Die Rückstellungen erhöhten sich gegenüber dem Vorjahr insgesamt um 2,7 Mio. EUR. Maßgeblich dafür waren die Erhöhung der Pensionsrückstellungen (0,8 Mio. EUR), die Erhöhung der Steuerrückstellungen (1,3 Mio. EUR) sowie die Erhöhung der Sonstigen Rückstellungen (0,6 Mio. EUR).

Die Verbindlichkeiten erhöhten sich insgesamt um 3,7 Mio. EUR. Diese Differenz resultiert aus hauptsächlich aus den gestiegenen kurzfristigen Verbindlichkeiten gegenüber Kreditinstituten um 3,6 Mio. EUR.

2. Finanzlage

Die Gesellschafter haben im Berichtsjahr keine Ausschüttung vorgenommen und damit weiter zur Stärkung der Eigenkapitalbasis und der Liquiditätslage beigetragen. Die Liquidität, bestehend aus Kassenbeständen, Guthaben bei Kreditinstituten und Wertpapieren des Umlaufvermögens, betrug zum Bilanzstichtag 5,6 Mio. EUR (Vorjahr 12,1 Mio. EUR).
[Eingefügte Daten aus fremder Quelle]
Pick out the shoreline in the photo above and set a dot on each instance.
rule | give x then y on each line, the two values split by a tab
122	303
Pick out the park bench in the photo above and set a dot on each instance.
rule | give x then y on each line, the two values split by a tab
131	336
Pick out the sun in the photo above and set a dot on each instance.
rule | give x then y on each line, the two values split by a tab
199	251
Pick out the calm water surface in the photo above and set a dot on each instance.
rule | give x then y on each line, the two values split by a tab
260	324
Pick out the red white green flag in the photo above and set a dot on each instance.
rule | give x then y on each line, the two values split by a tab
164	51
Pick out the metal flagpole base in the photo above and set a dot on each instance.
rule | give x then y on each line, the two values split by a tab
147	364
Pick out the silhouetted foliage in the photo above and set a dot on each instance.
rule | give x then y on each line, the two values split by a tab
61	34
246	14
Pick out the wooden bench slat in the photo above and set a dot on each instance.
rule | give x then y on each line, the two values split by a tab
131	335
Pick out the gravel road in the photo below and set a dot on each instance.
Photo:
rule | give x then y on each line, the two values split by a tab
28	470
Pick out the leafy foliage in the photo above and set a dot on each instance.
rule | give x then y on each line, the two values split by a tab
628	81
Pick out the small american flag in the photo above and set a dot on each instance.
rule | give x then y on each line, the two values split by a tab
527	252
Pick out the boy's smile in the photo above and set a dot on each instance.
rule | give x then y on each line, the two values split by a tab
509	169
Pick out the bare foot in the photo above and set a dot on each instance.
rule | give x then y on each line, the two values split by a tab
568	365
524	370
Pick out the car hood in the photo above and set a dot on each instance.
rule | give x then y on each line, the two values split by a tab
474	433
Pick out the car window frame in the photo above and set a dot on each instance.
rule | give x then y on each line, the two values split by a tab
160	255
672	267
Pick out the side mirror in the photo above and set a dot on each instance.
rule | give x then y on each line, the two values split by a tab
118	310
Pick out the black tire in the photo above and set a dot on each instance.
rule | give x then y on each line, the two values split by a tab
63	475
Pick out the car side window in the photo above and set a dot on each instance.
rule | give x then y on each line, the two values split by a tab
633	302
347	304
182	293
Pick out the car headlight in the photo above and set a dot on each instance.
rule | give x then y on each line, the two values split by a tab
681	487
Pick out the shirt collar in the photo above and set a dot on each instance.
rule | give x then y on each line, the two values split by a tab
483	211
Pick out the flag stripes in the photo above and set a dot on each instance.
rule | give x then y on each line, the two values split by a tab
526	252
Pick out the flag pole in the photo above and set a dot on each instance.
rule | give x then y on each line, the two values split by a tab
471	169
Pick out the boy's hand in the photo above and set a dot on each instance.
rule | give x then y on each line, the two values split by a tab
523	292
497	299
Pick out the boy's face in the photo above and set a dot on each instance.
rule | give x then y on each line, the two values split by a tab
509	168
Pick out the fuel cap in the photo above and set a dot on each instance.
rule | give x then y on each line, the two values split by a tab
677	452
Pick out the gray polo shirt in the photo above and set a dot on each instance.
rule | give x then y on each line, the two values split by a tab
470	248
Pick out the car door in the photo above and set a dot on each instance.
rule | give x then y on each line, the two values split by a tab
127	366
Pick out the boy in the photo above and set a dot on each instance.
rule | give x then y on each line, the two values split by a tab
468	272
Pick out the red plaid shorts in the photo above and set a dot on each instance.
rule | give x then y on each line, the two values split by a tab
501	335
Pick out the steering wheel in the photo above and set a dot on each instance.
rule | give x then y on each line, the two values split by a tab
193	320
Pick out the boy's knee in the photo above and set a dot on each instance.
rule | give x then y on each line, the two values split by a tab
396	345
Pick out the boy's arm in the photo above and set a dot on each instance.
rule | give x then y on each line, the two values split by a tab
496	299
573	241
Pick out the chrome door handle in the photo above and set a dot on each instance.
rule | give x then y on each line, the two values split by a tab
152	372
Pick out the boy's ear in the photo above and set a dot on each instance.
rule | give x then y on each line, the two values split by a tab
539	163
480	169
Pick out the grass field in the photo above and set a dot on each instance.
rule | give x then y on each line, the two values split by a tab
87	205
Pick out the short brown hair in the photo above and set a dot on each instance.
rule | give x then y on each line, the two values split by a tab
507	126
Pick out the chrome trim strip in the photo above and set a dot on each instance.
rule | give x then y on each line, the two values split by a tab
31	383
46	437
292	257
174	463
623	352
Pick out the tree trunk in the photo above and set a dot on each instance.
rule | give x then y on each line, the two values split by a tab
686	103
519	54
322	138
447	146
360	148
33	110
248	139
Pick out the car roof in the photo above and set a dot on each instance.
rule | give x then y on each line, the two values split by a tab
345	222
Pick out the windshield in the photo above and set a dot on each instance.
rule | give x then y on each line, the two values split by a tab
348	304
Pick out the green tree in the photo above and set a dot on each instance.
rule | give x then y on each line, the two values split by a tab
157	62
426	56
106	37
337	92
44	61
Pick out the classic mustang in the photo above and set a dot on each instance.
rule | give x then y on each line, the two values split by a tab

Im Berichtsjahr wurden langfristige Bankdarlehen in Höhe von 0,7 Mio. EUR getilgt. Die Liquidität 1. Grades betrug im abgelaufenen Geschäftsjahr 23,7% und verringerte sich damit gegenüber dem Vorjahr (69,4%). Es bestehen zugesagte, aber nicht komplett beanspruchte Kreditlinien in Höhe von 6,9 Mio. EUR. Die Fremdwährungskurse des Schweizer-Franken, US-Dollar und Japanischem Yen entwickelten sich im Berichtsjahr leicht positiv, saldiert ergab sich ein Kursgewinn in Höhe von 0,2 Mio. EUR (Vorjahr: Kursverlust 0,2 Mio. EUR).

3. Ertragslage

Das Geschäftsjahr 2021/22 entwickelte sich gut. Die jährlichen Umsätze erhöhten sich um 27,5% auf 126,3 Mio. EUR (Vorjahr: 99,1 Mio. EUR). Der Auftragsbestand zum 31. März 2022 entwickelte sich sehr erfreulich und beträgt etwa 119 Mio. EUR (Vorjahr: 102 Mio. EUR).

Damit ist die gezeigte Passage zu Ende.